Desde que o Supremo Tribunal Federal (STF) julgou os embargos de declaração opostos pelo Estado do Rio Grande do Norte na ADC 49, que discute a constitucionalidade de artigos da Lei Kandir que preveem a incidência de ICMS na transferência de mercadorias entre estabelecimentos de um mesmo titular, muita coisa se resolveu, em especial no tocante ao crédito. Este pode não apenas ser mantido pelo estabelecimento de origem, em que pese a saída sem tributação, mas também poderá ser transferido em 2024 para o estabelecimento destino da mercadoria, com ou sem regulamentação por parte dos Estados.
Ocorre que a modulação apresentada pelo Supremo, apesar de positiva – visando resguardar direitos e evitar uma multiplicação de ações -, foi muito omissa sobre a real incidência ou não do ICMS, considerando que o tema já estava pacificado no próprio STF desde 2020, no Tema 1099, com repercussão geral, assim como estava no Superior Tribunal de Justiça (STJ) desde 2010, com o Tema 259, sem mencionar ainda a famosa Súmula nº 166.
Tudo isso porque, ao modular os efeitos da decisão e jogar os efeitos para 2024 em relação àqueles contribuintes que não discutiam o tema ou que ajuizaram ações após abril de 2021 (data do julgamento de mérito), colocou-se no mesmo balaio tanto o crédito – que era uma temática nova e que, de fato, deveria valer para 2024 -, como também a não incidência do ICMS nas saídas em transferência.
Ocorre que a modulação que jogou para 2024 a não incidência do ICMS é um absurdo, pois há mais de 40 anos se sabe da ilegalidade desta cobrança, sendo isso reforçado pelo STJ e STF de forma contundente via demanda de recursos repetitivos e repercussão geral. Admitir a modulação ora aplicada quanto aos débitos é autorizar que os Estados cobrem ICMS sobre uma temática que, há tempos, já foi reconhecida como ilegal. Trata-se de um terrível paradoxo e tremenda insegurança jurídica.

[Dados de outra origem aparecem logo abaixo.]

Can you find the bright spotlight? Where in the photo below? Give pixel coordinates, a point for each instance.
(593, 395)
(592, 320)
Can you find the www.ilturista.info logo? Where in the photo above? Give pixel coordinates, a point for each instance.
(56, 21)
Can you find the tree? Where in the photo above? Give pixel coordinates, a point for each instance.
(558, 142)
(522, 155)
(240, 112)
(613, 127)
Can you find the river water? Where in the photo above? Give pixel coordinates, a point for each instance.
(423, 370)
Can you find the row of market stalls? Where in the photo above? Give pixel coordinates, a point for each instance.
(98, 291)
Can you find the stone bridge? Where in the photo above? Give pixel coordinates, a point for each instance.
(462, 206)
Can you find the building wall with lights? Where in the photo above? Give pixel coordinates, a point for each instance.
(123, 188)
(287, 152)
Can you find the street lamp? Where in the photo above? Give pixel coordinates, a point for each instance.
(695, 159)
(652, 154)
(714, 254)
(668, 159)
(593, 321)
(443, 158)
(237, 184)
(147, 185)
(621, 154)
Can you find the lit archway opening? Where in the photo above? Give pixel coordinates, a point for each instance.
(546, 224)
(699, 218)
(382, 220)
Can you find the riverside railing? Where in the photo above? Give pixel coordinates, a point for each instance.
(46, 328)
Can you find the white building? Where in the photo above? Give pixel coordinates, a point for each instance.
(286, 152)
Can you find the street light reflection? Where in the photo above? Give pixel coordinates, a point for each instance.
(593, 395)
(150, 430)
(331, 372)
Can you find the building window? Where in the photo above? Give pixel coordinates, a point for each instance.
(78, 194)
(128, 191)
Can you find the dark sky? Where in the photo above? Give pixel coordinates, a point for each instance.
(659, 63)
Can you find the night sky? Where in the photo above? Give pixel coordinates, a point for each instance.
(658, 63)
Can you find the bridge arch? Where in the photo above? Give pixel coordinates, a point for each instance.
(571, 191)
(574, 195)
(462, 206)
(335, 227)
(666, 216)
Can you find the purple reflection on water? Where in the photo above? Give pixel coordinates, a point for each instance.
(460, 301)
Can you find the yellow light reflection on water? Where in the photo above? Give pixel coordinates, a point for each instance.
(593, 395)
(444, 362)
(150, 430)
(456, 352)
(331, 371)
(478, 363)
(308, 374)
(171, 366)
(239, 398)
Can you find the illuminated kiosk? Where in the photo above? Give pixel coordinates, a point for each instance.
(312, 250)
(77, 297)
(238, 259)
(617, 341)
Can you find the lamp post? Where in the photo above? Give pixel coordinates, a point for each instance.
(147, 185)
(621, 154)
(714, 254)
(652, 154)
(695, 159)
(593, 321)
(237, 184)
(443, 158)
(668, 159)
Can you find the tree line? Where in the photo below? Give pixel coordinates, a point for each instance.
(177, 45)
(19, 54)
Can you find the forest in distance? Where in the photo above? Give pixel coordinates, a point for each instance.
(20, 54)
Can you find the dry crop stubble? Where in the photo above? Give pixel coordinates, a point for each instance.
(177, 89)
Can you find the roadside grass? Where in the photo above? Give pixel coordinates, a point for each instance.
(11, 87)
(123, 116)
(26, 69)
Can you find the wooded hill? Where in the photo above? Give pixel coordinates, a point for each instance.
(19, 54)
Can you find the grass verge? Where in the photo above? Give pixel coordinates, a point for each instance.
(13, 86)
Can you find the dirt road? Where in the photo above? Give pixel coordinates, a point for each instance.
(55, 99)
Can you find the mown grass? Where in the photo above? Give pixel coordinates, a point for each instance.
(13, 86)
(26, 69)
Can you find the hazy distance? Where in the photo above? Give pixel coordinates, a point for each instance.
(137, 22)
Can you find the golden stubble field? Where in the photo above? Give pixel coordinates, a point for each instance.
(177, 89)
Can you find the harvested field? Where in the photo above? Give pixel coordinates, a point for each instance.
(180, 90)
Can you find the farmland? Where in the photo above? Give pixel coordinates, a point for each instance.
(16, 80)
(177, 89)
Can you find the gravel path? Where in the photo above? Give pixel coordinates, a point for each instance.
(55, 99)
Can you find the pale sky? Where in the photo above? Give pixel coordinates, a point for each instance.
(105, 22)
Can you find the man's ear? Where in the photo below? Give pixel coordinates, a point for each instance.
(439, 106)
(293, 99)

Na verdade, o que se pretendeu na modulação de efeitos foi i) retirar os artigos da Lei Kandir do ordenamento apenas em 2024, uma vez que muitas operações são balizadas nestes dispositivos, inclusive o próprio direito de débito por aqueles contribuintes que assim desejem, em especial para que possam se creditar no destino, afinal, nem todo contribuinte acha viável se valer da não incidência do ICMS. Inclusive, retirar agora os dispositivos do ordenamento seria uma violação a uma séria de situações já constituídas e estáveis, como benefícios fiscais fundados nestes dispositivos. O outro aspecto da modulação foi ii) conceder um tempo para que os estados legislassem e regulamentassem a transferência dos créditos, pois, sem lei, viveremos uma anarquia na transferência. Cada contribuinte fará a seu modo, sem qualquer controle dos estados envolvidos, aumentando, assim, ainda mais o caos e judicialização.

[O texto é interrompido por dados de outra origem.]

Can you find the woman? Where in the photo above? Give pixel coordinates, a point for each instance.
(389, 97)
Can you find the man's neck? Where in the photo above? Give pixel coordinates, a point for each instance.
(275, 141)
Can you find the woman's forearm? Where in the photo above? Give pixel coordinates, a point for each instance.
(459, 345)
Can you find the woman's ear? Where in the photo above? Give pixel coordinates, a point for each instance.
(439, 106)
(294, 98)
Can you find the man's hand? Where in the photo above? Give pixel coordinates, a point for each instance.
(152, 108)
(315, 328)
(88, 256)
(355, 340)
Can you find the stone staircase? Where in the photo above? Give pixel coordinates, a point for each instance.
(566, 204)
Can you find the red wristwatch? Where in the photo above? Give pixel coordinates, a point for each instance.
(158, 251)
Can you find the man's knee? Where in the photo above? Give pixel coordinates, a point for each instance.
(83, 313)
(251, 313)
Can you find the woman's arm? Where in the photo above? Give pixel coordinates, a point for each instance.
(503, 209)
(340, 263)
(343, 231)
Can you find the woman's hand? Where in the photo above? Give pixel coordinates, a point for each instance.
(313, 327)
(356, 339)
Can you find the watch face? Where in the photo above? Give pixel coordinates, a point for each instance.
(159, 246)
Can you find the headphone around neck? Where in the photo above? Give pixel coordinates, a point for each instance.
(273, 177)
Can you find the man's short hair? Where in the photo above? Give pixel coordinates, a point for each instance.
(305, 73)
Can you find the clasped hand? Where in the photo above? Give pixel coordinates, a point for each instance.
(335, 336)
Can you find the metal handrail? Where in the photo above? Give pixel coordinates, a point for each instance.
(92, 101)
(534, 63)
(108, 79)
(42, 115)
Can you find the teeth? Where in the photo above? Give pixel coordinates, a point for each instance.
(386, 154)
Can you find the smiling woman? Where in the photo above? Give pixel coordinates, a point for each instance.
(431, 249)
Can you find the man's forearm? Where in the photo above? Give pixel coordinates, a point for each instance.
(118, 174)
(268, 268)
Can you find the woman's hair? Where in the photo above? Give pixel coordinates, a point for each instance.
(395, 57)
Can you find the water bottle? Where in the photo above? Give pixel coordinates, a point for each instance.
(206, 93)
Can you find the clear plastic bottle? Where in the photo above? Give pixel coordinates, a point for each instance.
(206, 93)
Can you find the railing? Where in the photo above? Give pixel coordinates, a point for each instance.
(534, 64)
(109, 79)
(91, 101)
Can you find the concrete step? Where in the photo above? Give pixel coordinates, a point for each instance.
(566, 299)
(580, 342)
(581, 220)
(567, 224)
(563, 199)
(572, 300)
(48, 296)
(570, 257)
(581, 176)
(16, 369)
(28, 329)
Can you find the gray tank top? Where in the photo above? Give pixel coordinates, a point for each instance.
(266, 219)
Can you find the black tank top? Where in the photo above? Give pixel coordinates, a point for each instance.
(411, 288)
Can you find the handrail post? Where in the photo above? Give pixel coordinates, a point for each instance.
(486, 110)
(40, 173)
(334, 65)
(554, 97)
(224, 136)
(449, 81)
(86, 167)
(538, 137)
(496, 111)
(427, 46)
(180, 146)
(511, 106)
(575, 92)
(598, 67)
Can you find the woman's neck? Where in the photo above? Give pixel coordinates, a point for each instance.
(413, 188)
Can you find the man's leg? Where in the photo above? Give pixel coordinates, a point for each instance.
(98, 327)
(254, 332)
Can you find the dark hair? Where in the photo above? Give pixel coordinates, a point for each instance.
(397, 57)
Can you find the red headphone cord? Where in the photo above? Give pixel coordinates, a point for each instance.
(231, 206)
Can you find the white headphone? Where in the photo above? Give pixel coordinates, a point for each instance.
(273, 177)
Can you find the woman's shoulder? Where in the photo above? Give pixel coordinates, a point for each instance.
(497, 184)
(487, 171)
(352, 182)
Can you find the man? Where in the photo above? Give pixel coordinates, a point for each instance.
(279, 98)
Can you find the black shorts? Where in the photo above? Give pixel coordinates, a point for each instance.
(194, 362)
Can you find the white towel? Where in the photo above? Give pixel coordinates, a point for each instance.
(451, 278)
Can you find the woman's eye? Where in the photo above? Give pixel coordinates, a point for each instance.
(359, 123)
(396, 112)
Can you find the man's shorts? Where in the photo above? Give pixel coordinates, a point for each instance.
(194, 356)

Veja que o mote da modulação nunca foi autorizar a incidência do ICMS nas saídas ou mesmo fatiar quando ou quem teria direito a não pagar o ICMS. Em que pese os dispositivos apenas perderem eficácia em 2024, é fato que a cobrança em si não se torna legal neste ínterim. Logo, a única certeza na decisão do STF é que o ICMS não pode ser exigido dos contribuintes, sejam os que sempre discutiram esta temática, os que ajuizaram ações após 04/2021 ou os que nunca discutiram, até porque sequer seria necessário, já que o tema estava pacificado, mesmo que as normas estaduais ainda prevejam a tributação das operações.
Estes novos embargos são mais que necessários, são essenciais para afastar a insegurança jurídica gerada pelo próprio STF, pois a modulação realizada nunca teve por objetivo permitir a cobrança do ICMS.
Sendo assim, espera-se – com ansiedade – por esta nova análise, a qual tende a colocar uma pá de cal na insegurança em que vivem os contribuintes, empresas sérias e que sempre se pautaram pelos precedentes jurídicos estabelecidos pelas duas maiores cortes de justiça do país.